Brayden McNabb’s status for Game 3 of the Stanley Cup Final is still up in the air after he left Thursday night’s game with a puck to the face and did not return. The Vegas Golden Knights are scheduled to face the Carolina Hurricanes on Saturday at T-Mobile Arena, but coach John Tortorella said there was no update on McNabb after the team’s practice session Friday.
The uncertainty matters because McNabb is one of Vegas’s most relied-on defensemen, and his absence would change how the Golden Knights manage their blue line in a series tied 1-1. He left Game 2 at 10:52 of the first period, after taking a slap shot from Hurricanes forward Nikolaj Ehlers while positioned in front of the Vegas net. McNabb quickly skated to the locker room with his hand over his mouth and nose, then remained out for the rest of the 4-3 overtime loss in Raleigh, North Carolina.
McNabb traveled back to Las Vegas with his teammates on Friday, but that did not produce any clarity on whether he can play in Game 3, which is set for 8 p.m. ET. The timing is critical for Vegas because the team has spent the postseason leaning on McNabb’s minutes and shot-blocking.

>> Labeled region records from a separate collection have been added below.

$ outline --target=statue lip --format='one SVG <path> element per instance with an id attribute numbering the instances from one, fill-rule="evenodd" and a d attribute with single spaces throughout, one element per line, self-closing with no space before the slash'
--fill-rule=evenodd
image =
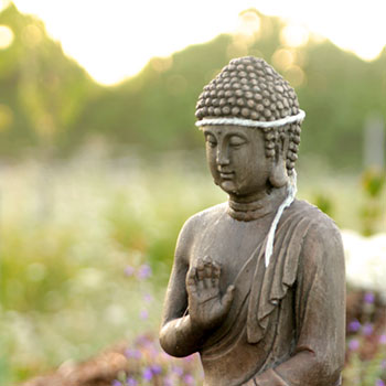
<path id="1" fill-rule="evenodd" d="M 235 174 L 234 172 L 224 172 L 224 171 L 219 172 L 219 176 L 223 180 L 232 180 L 234 174 Z"/>

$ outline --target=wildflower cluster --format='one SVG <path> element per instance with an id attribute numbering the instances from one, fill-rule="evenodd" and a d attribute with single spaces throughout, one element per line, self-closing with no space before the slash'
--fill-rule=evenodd
<path id="1" fill-rule="evenodd" d="M 203 375 L 196 355 L 179 360 L 164 353 L 153 335 L 140 335 L 125 351 L 126 366 L 111 386 L 193 386 Z"/>

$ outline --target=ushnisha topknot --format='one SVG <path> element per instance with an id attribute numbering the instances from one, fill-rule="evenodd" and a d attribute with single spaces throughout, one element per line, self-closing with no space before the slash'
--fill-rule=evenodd
<path id="1" fill-rule="evenodd" d="M 262 58 L 246 56 L 232 60 L 204 87 L 195 116 L 199 119 L 196 125 L 202 126 L 201 120 L 205 118 L 274 122 L 296 117 L 300 111 L 297 95 L 289 83 Z M 300 116 L 299 120 L 304 118 L 303 115 Z"/>

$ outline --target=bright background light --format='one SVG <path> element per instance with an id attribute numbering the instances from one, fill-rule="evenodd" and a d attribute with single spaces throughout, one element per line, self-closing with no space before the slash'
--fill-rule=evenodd
<path id="1" fill-rule="evenodd" d="M 238 0 L 237 3 L 14 0 L 14 3 L 20 11 L 42 19 L 65 53 L 101 84 L 135 75 L 152 56 L 168 56 L 186 45 L 239 30 L 238 13 L 248 8 L 283 18 L 288 26 L 282 41 L 289 45 L 304 44 L 311 32 L 364 60 L 373 60 L 386 44 L 384 0 Z"/>

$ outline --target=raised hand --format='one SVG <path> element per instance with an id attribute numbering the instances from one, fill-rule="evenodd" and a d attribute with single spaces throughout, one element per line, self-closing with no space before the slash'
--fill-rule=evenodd
<path id="1" fill-rule="evenodd" d="M 223 321 L 228 313 L 234 286 L 229 286 L 224 296 L 221 294 L 221 267 L 208 256 L 199 258 L 197 265 L 191 267 L 186 276 L 186 290 L 189 297 L 189 314 L 193 326 L 210 330 Z"/>

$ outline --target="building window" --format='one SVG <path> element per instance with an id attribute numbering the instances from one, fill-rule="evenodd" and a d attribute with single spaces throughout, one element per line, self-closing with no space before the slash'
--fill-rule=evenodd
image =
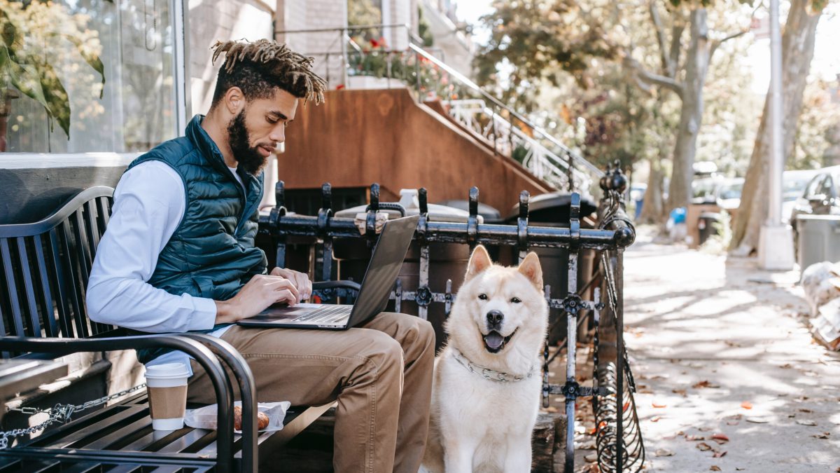
<path id="1" fill-rule="evenodd" d="M 55 109 L 50 117 L 0 76 L 2 151 L 135 152 L 177 135 L 167 0 L 0 0 L 0 6 L 2 29 L 19 33 L 6 50 L 37 74 Z"/>

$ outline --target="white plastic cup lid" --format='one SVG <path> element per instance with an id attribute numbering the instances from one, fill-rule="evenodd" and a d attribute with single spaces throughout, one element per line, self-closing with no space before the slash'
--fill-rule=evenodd
<path id="1" fill-rule="evenodd" d="M 190 371 L 183 363 L 166 363 L 146 367 L 146 378 L 157 380 L 172 380 L 187 378 Z"/>

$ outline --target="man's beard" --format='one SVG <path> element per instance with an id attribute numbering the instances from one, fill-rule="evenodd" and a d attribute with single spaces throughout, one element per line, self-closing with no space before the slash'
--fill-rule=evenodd
<path id="1" fill-rule="evenodd" d="M 250 146 L 250 136 L 245 128 L 244 109 L 228 125 L 228 141 L 230 143 L 230 151 L 234 152 L 234 159 L 249 174 L 256 176 L 263 166 L 265 166 L 268 160 L 260 154 L 259 146 Z"/>

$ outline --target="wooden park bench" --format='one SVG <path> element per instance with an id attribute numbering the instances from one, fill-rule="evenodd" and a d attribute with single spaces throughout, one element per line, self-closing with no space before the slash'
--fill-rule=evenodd
<path id="1" fill-rule="evenodd" d="M 9 448 L 0 449 L 0 471 L 256 471 L 260 445 L 276 449 L 329 406 L 293 407 L 282 430 L 258 434 L 254 378 L 228 343 L 200 334 L 129 336 L 123 329 L 91 321 L 85 290 L 113 194 L 111 188 L 91 188 L 41 221 L 0 225 L 3 358 L 50 359 L 78 352 L 177 348 L 195 358 L 213 380 L 218 430 L 154 431 L 141 386 L 104 408 L 93 409 L 115 396 L 51 409 L 48 423 L 70 422 L 34 438 L 18 436 L 14 446 L 15 438 L 6 438 Z M 242 435 L 234 433 L 233 383 L 239 385 L 246 413 Z M 35 432 L 24 428 L 16 433 Z"/>

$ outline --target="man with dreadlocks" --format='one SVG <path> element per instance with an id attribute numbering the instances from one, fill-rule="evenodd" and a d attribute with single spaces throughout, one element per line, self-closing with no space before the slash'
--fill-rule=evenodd
<path id="1" fill-rule="evenodd" d="M 418 317 L 382 313 L 344 332 L 245 328 L 274 303 L 307 299 L 306 274 L 275 268 L 255 247 L 267 157 L 300 100 L 323 101 L 312 58 L 274 41 L 214 45 L 225 60 L 207 116 L 139 157 L 114 192 L 91 273 L 92 320 L 141 332 L 202 332 L 248 360 L 262 401 L 338 401 L 337 471 L 416 472 L 425 448 L 434 334 Z M 190 367 L 189 399 L 215 402 L 181 352 L 138 350 L 147 365 Z"/>

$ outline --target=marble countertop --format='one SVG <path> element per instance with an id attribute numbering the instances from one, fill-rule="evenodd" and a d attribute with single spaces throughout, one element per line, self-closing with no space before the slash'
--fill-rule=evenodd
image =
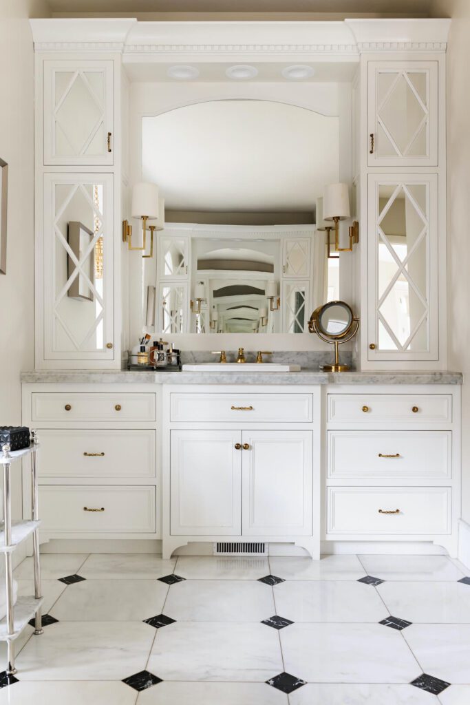
<path id="1" fill-rule="evenodd" d="M 161 372 L 127 370 L 63 370 L 23 372 L 23 383 L 139 384 L 462 384 L 461 372 Z"/>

He has seven points, including one goal and six assists, while averaging 19:59 of ice time and posting a plus-10 rating. He also had the first three-assist game of his career in Vegas’s Game 1 win on Tuesday.
That production has come with the kind of workload that makes his availability hard to replace. McNabb has 33 blocked shots this postseason, led the Golden Knights with 142 blocked shots in 63 regular-season games, and owns franchise marks with 1,417 blocked shots and 1,469 hits. He won the Stanley Cup with Vegas in 2023 and has become a fixture on a defense that has already had to adjust around other absences and fill-ins during the playoffs.
Tortorella said the Golden Knights feel comfortable with their defensemen even without a clear update on McNabb, pointing to the way players such as Dylan Coghlan, Ben Hutton and Kaedan Korczak have been used when needed. Shea Theodore said the club has battled through lineup changes all year, and Noah Hanifin called McNabb a huge part of the team and said the group was hoping for the best. For Vegas, the next answer is the only one that matters: whether McNabb can suit up when the Stanley Cup Final resumes Saturday night.